The role of energy suppliers

Businesses do not exist in a vacuum and should not be operating on that basis. Doing so overlooks the complex realities at play. Nowhere is this more relevant than in the way in which emissions are often captured.

Having the best in house technologies and the most efficient energy efficient factory is good but ultimately not very helpful if the raw material comes from an inefficient partner located on another continent. Businesses are interconnected and bound together. Emissions have knock-on effects and consequences beyond the immediate or obvious context of where they originate.

This is where scope 2 and scope 3 emissions come in. This means that having the right partners and suppliers is key. It also necessitates that energy suppliers obtain the right “smart” infrastructure and have analytics software in place for usage monitoring, energy load management, and sustainability reporting. Doing so helps deliver a more accurate, overall emissions picture to a business’s stakeholders.

The role of governments

While governments and public authorities around the world are responding to the energy transition in different ways, they share a similar challenge: find the right pace of change – pivot rapidly while keeping the negative economic fallout at bay.

Setting clear and conducive rules is key. It is also a natural part of a government’s mandate. The rules can be delivered through regulation, processes, and the open sharing of information. Each government has its own methods to enact change, depending on culture and context. The EU taxonomy is a case in point, and sets out what is needed to drive investment to meet energy targets for 2030. It also communicates a shared understanding of what is classified as a sustainable economic activity and what is not.

Regulation tied to the Taskforce on Climate- Related Financial Disclosures (TCFD) is also poised to be made mandatory across G20 countries. The UK recently signalled it will the lead the way in this regard, forcing over 1,300 businesses and financial institutions from April 2022 to disclose climate-related financial information. Other countries will follow suit.

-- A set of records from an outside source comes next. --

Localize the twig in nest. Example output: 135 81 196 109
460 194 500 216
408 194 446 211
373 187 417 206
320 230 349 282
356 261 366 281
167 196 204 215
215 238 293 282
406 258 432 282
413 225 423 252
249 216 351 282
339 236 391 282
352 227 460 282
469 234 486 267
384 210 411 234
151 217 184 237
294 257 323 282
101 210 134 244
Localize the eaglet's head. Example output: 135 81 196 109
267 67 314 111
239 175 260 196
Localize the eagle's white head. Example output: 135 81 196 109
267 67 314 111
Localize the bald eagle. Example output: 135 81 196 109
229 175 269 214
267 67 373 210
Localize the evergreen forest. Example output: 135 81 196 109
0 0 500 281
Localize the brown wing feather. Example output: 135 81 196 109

Businesses will also need a clear road map and tailored advice from governments in order make meaningful changes at pace. But sustainability talent is scarce and knowing how to best support the energy transition – without compromising financial performance – can fall outside the expertise of some business leaders and their teams.

Financing can also be a challenge. Incentivising or providing loans can help take some of the remedial hesitancy out of investing in greener technologies like smart metering or more advanced reporting analytics. Investment also needs to be added at the national level, too, providing the right infrastructure – planning the energy grid. All this will help reassure businesses that a greener energy supply is not only good for the planet but also for their bottom lines.

The global energy transition is perhaps the most ambitious infrastructure project in human history. And where historically such transitions have spanned decades and centuries, now the timeline is significantly compressed – and businesses should be marshalling every tool at their disposal. Data and reporting solutions can provide an integrated way to support, incentivise and reward companies that rise to the demands of the moment. Ultimately, all stakeholder groups need to take up their roles to create a new sustainable energy landscape. The energy transition will only accelerate once discussion starts to be converted into action. But the time in which we have to act is running out.